One of the biggest issues teams have with acceptance testing is who should write what and when. So we need to come up with a good name for the start of the process that clearly says that everyone should be involved, and that this needs to happen before developers start developing and testers start testing, because we want to use acceptance tests as a target for development. Test first is a good technical name for it, but business users don’t get it. I propose we talk about Specifying Collaboratively instead of test first or writing acceptance tests.

It sounds quite normal to put every single numerical possibility into an automated functional test, why wouldn’t you do it if it is automated. But such complex tests are unusable as a communication tool. So instead of writing functional tests, let’s talk about Illustrating with Examples (thanks, Dave) and expect the output of that to be Key Examples to point out that we only want enough to explain the context properly.

Key examples are raw material, but if we just talk about acceptance testing then why not just dump all those complicated 50-column 100-row tables into an acceptance test without any explanation, it’s going to be tested by a machine anyway. But these tests are for humans as well for machines, so let’s talk about a whole new step after this, about the process of extracting the minimal set of attributes and examples to specify a business rule, and about adding a title, description and so on. I propose we call this Distilling the specification.

I just don’t want to spend any more arguing with people who already paid a license for QTP that it is completely unusable for acceptance tests. As long as we talk about test automation, there is always going to be a push to use whatever horrible contraption testers already use for automation, because it’s logical to use a single tool. Acceptance testing tools don’t compete with QTP or things like that, they address a completely different problem. Instead of talking about test automation, let’s talk about automating a specification without distorting any information - Literal Automation. Literal automation also avoids the whole scripting horror and using technical libraries directly in test specifications. If it’s literal, it should look as it looked on the whiteboard, it should not be translated to selenium commands.

After Literal Automation, we get a specification that can be checked against the code automatically, an Executable Specification.

We want to run all the acceptance tests frequently to make sure that the system still does what it is supposed to do (and equally more important to check that the specification still says what the system does). If we call this regression testing, it’s very hard to explain to testers why they should not go and add five million other test cases to a previously nice, small and focused specification. If we talk about continuous integration, then we get into the trouble of explaining why these tests should not always be end-to-end and run the whole system. On the top of that, for some legacy systems we need to run acceptance tests against a live, deployed environment. Technical integration tests run before deployment. So let’s not talk about regression testing or continuous integration, let’s talk about Continuous Validation (or even Frequent Validation).
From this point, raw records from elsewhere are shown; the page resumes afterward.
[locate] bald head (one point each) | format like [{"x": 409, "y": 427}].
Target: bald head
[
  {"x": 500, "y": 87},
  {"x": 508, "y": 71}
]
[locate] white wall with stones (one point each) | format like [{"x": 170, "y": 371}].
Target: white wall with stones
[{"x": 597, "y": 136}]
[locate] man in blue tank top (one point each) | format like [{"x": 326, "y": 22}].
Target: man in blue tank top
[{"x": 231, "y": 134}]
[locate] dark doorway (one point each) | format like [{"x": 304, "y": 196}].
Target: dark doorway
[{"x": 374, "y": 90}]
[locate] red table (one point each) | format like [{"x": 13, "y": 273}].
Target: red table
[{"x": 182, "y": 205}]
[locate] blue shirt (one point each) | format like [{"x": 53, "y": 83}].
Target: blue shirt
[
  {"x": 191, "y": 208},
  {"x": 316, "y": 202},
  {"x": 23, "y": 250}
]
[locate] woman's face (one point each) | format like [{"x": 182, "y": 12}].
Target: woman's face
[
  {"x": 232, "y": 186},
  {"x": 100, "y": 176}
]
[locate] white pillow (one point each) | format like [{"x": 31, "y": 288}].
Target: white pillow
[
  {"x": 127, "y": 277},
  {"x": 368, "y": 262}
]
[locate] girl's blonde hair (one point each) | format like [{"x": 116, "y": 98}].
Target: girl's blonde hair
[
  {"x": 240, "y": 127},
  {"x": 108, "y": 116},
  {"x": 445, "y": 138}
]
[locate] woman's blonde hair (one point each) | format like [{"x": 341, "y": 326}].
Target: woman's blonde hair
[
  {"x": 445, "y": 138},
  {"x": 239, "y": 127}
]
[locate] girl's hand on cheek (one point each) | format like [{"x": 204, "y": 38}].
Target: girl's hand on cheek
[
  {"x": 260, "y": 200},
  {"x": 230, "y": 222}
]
The long term pay-off from agile acceptance testing is having a reference on what the system does that is as relevant as the code itself, but much easier to read. That makes development much more efficient long term, facilitates collaboration with business users, leads to an alignment of software design and business models and just makes everyone’s life much easier. But to do this, the reference really has to be relevant, it has to be maintained, it has to be consistent with itself and with code. we should not have silos of tests that use terms we had three years ago, and those we used a year ago, and so on. Going back and updating tests is a very hard thing to sell to teams who are busy, but going back to update documentation after a big change is expected. So let’s not talk about folders filled with hundreds of tests, let’s talk about a Living Documentation system. That makes it much easier to explain why things should be self-explanatory, why business users need access to this as well and why it has to be nicely organised so that things are easy to find.

What do you think about this? Does it make sense? Will it help? Do you have a better name for one of these concepts, that explains it more clearly?